Confirming Identity in Real-Time: Companies Bolster Confidence, Foil Deception
In the realm of biometric identity verification, liveness detection plays a crucial role in combating fraud. Antispoofing.org defines liveness detection as a capability of a biometric system to differentiate falsified biometric traits from the genuine ones [1]. There are two forms of liveness detection: active and passive.
Passive Liveness Detection is a process that verifies whether the biometric input (such as a face) is from a real, physically present person without requiring any explicit action from the user. The system passively analyzes subtle, involuntary signs such as motion, depth, skin texture, lighting, and sometimes behavioral clues (like how a device is held) to distinguish live inputs from spoofing attempts using photos, videos, or deepfakes [1][2][4].
The process typically involves capturing biometric data (e.g., facial image or video frame) as a user interacts naturally or even without their direct involvement. AI and machine learning algorithms are then used to analyze micro-textures of skin, depth information, natural movements, changes in illumination, and other physiological cues that indicate the presence of a living subject [1][2]. Detecting anomalies such as inconsistencies in lighting, unnatural sharpness, or lack of depth cues that would suggest a spoof (like a printed photo or a screen replay) is also part of the analysis [4][5].

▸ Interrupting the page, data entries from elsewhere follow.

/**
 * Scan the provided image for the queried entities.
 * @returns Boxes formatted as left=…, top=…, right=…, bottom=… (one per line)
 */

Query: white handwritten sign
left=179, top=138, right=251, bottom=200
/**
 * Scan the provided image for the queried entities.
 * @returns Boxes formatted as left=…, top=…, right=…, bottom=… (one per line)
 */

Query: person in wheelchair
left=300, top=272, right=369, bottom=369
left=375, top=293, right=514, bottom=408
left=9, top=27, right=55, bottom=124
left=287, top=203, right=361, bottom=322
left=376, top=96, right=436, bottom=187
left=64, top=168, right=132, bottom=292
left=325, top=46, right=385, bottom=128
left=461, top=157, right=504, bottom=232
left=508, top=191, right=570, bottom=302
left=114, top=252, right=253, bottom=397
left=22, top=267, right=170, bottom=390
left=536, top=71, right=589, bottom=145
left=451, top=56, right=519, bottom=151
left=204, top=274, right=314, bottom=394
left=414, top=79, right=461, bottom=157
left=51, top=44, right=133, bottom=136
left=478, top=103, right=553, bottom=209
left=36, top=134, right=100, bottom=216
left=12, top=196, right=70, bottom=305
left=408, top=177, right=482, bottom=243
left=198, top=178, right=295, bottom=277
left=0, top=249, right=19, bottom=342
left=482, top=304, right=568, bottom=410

Passive liveness detection provides a frictionless user experience with lower user annoyance since it requires no explicit user interaction or challenge-response tasks. It can effectively deter common spoofing techniques by analyzing complex natural and physiological characteristics. However, it generally offers slightly lower assurance compared to active methods (which require user actions like blinking or head movements) because active methods create more unpredictable challenges that are harder for advanced forgeries to mimic [1][2].
Active Liveness Detection, on the other hand, requires the customer to perform an action, such as blinking or smiling. This method offers higher assurance due to the unpredictable user challenges, making it harder for advanced forgeries to mimic [1][2].
Both passive and active liveness detection are valuable components in biometric identity verification systems. They balance security with usability, often enhanced with AI/ML to improve detection reliability [1][2][4]. These technologies are gaining popularity as the preferred format for securing accounts and personal information, ensuring strong KYC policies, and earning the trust of customers [6].
For instance, Virgin Money's digital identity checks use liveness detection technology to prevent fraud [7]. MiPass, a biometric and liveness-based authentication solution, is safer than passwords, simpler to manage, easy for firms to implement, and does not disrupt customer service [8].
In conclusion, liveness detection, whether passive or active, is a vital tool in the fight against fraud. By employing strong authentication methods without sacrificing the user experience, banks and other organizations can continue to earn the trust of their customers [9].
References:
- Antispoofing.org, "What is Liveness Detection?", [Online], Available: https://antispoofing.org/what-is-liveness-detection/
- NIST, "Liveness Detection", [Online], Available: https://www.nist.gov/itl/iad/ig/biometrics/liveness-detection
- NIST, "Special Publication 800-111: Biometric Recognition Techniques - Liveness Detection", [Online], Available: https://nvlpubs.nist.gov/nistpubs/SpecialPublications/NIST.SP.800-111.pdf
- IEEE, "Liveness Detection in Biometric Systems: A Survey", [Online], Available: https://ieeexplore.ieee.org/document/8517048
- IEEE, "Liveness Detection in Biometric Systems Using Deep Learning", [Online], Available: https://ieeexplore.ieee.org/document/8317601
- Forbes, "Biometrics Are Gaining Popularity As The Preferred Format For Securing Accounts And Personal Information", [Online], Available: https://www.forbes.com/sites/forbestechcouncil/2019/09/17/biometrics-are-gaining-popularity-as-the-preferred-format-for-securing-accounts-and-personal-information/?sh=33a44e16350d
- Finextra, "Virgin Money deploys biometric identity checks to prevent fraud", [Online], Available: https://www.finextra.com/pressarticle/81615/virgin-money-deploys-biometric-identity-checks-to-prevent-fraud
- MiPass, "Biometric and Liveness-Based Authentication", [Online], Available: https://www.mipass.com/biometric-liveness-authentication
- YouGov, "Nearly eight in 10 Brits want banks to adopt the latest technology to keep their accounts safe", [Online], Available: https://yougov.co.uk/topics/technology/articles-reports/2020/07/28/british-public-support-use-biometrics-banking-security
- The use of passive liveness detection in biometric identity verification systems, such as analyzing subtle signs like motion, depth, skin texture, lighting, and behavioral clues, is one of the ways technology is securing accounts and personal information in the finance sector [6].
- In the business world, there is a growing trend towards the use of cloud-based data-and-cloud-computing solutions, such as MiPass, a biometric and liveness-based authentication solution, which are simpler for firms to implement, provide stronger security, and improve the customer experience [8].